- Little mermaid Velcro sneakers
- Jonathan born
- Walking the elementary school track with Lacy
- Walnut Hill
- Mom cutting up clothes
- Crying in the middle school lobby
- Georgia to Alabama
- Brandy cries on Christmas
- Bedridden
- Diagnosis
- Medication
- Family fight
- Blake coming over, freezing outside, not allowed in
- Starting high school
- Pixie cut
- The King and I
- Back of cop car
- The ghost of juvie
- Alternative school
- Graduating valedictorian, no chords
- UHP acceptance letter
- Social justice Birmingham
- Back of cop car take 2
- Courthouse
- Moving into apartment
I remember not knowing how to give him directions to my house. I remember asking Holley to help me tell him where I lived. I remember his mom’s blue minivan that didn’t seem to match his personality. I remember realizing that he even had a mother that would be bringing him to my house. I remember his grey and black jacket with the fur-lined hood that I later learned was a gift. I remember his unnaturally dark black hair and the way it fell past his shoulders .I remember that it used to be purple, just to make people laugh. I remember saying “let’s take a walk” before he even got a foot in the door. I remember it was the coldest November in recent memory. I remember sitting on the curb and the hum of the transformer. I remember him holding my cold hand even though I couldn’t feel my fingertips. I remember the open house for sale in my neighborhood and the way we crept inside. I remember when he kissed me for the second time. I remember our lips were chapped but we were 14 and didn’t care. I remember two weeks earlier when he held my hand Halloween night. I remember sneaking out of Anna’s house to meet him at the park. I remember him giving me that grey and black jacket with the warm fleece interior. I remember being scared all the time. I remember being scared he would like me and I remember being scared that he wouldn’t. I remember writing him notes with little doodles of us and who we would be one day. I remember when I broke up with you because mamma says only good Christian boys are worth talking to. I remember how she manipulated me and I remember how you said you loved me for the first time.
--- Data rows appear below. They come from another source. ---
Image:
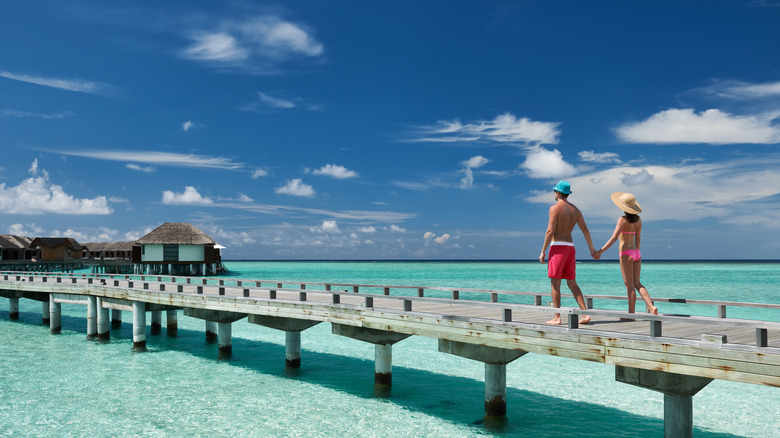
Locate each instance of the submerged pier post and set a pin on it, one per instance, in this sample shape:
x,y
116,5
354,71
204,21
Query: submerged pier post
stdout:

I don’t remember why I thought meeting my family would be your first and last visit to my house. I don’t remember why I thought that house was inescapable and that we had no future.
I remember you teaching me that I am more than my family and more than my past. I remember growing up with you and finally escaping. I remember sleeping beside you in our bed last night and I remember kissing you goodbye when I left for class this morning.